Davide Chiumiento était l'une des plus grandes pépites du football suisse, mais ses choix de carrière l'ont empêché de développer pleinement son potentiel. image: keystone

Il était le grand espoir du foot suisse: que devient Davide Chiumiento?

Considéré comme le talent du siècle lorsqu'il a fait ses débuts à la Juventus à 19 ans, le Suisse en a aujourd'hui 37 et vit en Appenzell, où il veut enseigner sa magie du football aux enfants.
26.06.2022, 09:0201.08.2022, 11:54
christian brägger / ch media

Davide Chiumiento et sa famille sont rentrés du Canada avec leurs douze valises en novembre dernier. Aujourd'hui, le papa et ancien footballeur, accompagné de ses deux filles, regarde Diego (8 ans) jouer au football. Le garçon sait déjà jongler mille fois, mais quelle importance?

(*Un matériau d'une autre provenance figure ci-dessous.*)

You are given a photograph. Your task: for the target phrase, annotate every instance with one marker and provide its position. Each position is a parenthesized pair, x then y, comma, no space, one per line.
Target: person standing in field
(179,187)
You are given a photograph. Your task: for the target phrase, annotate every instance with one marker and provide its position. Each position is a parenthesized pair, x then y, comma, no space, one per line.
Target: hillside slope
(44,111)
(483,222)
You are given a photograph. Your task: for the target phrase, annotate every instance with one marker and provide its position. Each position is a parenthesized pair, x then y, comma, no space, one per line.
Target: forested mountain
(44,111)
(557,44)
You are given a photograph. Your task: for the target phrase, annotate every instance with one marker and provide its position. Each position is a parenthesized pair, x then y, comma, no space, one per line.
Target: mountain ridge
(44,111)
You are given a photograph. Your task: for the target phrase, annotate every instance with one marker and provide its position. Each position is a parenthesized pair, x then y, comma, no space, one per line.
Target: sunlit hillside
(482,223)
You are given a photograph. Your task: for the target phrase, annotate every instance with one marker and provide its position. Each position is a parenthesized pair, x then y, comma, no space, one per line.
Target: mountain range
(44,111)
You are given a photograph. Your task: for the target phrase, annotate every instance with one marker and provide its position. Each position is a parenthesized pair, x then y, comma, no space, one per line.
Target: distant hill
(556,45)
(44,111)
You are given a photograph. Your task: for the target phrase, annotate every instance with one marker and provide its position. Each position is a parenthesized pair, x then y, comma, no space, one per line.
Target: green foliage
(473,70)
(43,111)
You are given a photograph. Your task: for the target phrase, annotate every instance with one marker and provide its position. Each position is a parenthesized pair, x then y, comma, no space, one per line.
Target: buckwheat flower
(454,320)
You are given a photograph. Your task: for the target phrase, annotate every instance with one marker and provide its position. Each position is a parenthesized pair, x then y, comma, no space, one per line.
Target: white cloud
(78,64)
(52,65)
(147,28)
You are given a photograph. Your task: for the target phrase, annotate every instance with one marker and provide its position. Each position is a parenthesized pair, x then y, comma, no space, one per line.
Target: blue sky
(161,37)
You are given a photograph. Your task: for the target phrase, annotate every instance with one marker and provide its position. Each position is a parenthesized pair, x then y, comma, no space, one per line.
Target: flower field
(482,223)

On a écrit beaucoup de choses sur Davide Chiumiento. Mais c'est du passé. «C'est fini. Ce qui était, ou aurait pu être, n'existe pas pour moi.» Quand on l'interroge sur sa carrière, il reconnaît toutefois que, «bien sûr, je ne peux pas dire que tout s'est bien passé. Il m'a manqué quelque chose, la maturité, la mentalité, un plan et un conseiller qui aurait parlé clairement. Qui m'aurait poussé physiquement ou mentalement. Et puis, je prenais souvent les choses personnellement, je perdais le focus, je réfléchissais trop, je doutais. Or quand ma tête n'est pas libre, la magie du football disparaît.»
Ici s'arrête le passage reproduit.